Active Users & Friends

They define "active users" as those who digged/retweeted at least one story.

At the time of the study, Digg was much more interconnected than Twitter; Digg's reciprocal links are two orders of magnitude larger for triads and one order of magnitude larger for dyads. The author suspect that Twitter will become more dense with time, since it is a newer service.

Digg

139,409 active Digg users. Of these active users, 71,834 listed a friend; there were 258,220 of these friend links.

There were 125,219 reciprocal links between 279,725 distinct users in the Digg sample, giving the fraction of mutual links for dyads as $3.20 x 10^-6$.

The fraction of mutual links for triads (clustering coefficient) was $7.60X10^-12$.

Twitter

137,582 active Twitter users. There were 6,200,051 followers.

There were 3,973,892 reciprocal links among the 6,200,051 followers in the Twitter sample, giving the fraction of mutual links for dyads as $2.07 x 10^-7$.

The fraction of mutual links for triads (clustering coefficient) was $1.92X10^-14$.

"Frontpage" Story Spread

They trace the "cascade of interest" in a story through the underlying social network. For Digg, this has a normal distribution; for Twitter, some stories don't spread, yet the distribution is broader, making it possible for some stories to spread farther.

Further, they analyze the evolution of in-network ("fan") votes.

Digg

Probability of spreading stories is about .74 before promotion and about .3 after promotion. The most common number of votes for front page stories is around 500.

Twitter

The most common number of retweets is around 400.

Distributions

There is a lognormal distribution on the number of votes for a story.

Theoretical and Practical Relevance

Brings attention to the question of why "heavy tail" lognormal distributions are common in peer production.

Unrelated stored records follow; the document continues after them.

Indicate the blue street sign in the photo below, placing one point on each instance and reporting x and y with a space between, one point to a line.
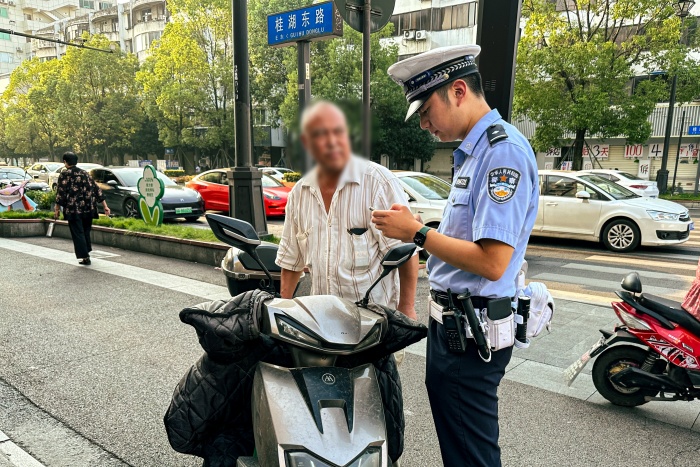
320 21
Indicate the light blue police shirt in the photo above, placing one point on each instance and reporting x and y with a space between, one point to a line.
494 195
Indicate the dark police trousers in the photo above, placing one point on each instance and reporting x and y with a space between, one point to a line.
462 390
80 233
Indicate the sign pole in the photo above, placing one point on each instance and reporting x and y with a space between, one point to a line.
304 84
678 153
366 58
245 181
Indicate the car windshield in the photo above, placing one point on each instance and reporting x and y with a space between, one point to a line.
611 188
428 186
629 176
269 182
131 177
13 175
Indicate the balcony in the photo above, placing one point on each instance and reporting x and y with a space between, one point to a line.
107 13
138 4
150 25
48 5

They suggest that aggregating quality contributions, and avoiding noise, may be possible by separating the activity of a user's chosen network from the network at large.

Interesting facts:

  • After about a day, the number of votes/retweets saturates to "a value that reflects their popularity"
  • Digg's social network is denser and more interconnected.
  • Relatively few stories accrue thousands of votes

This was published in an open access journal.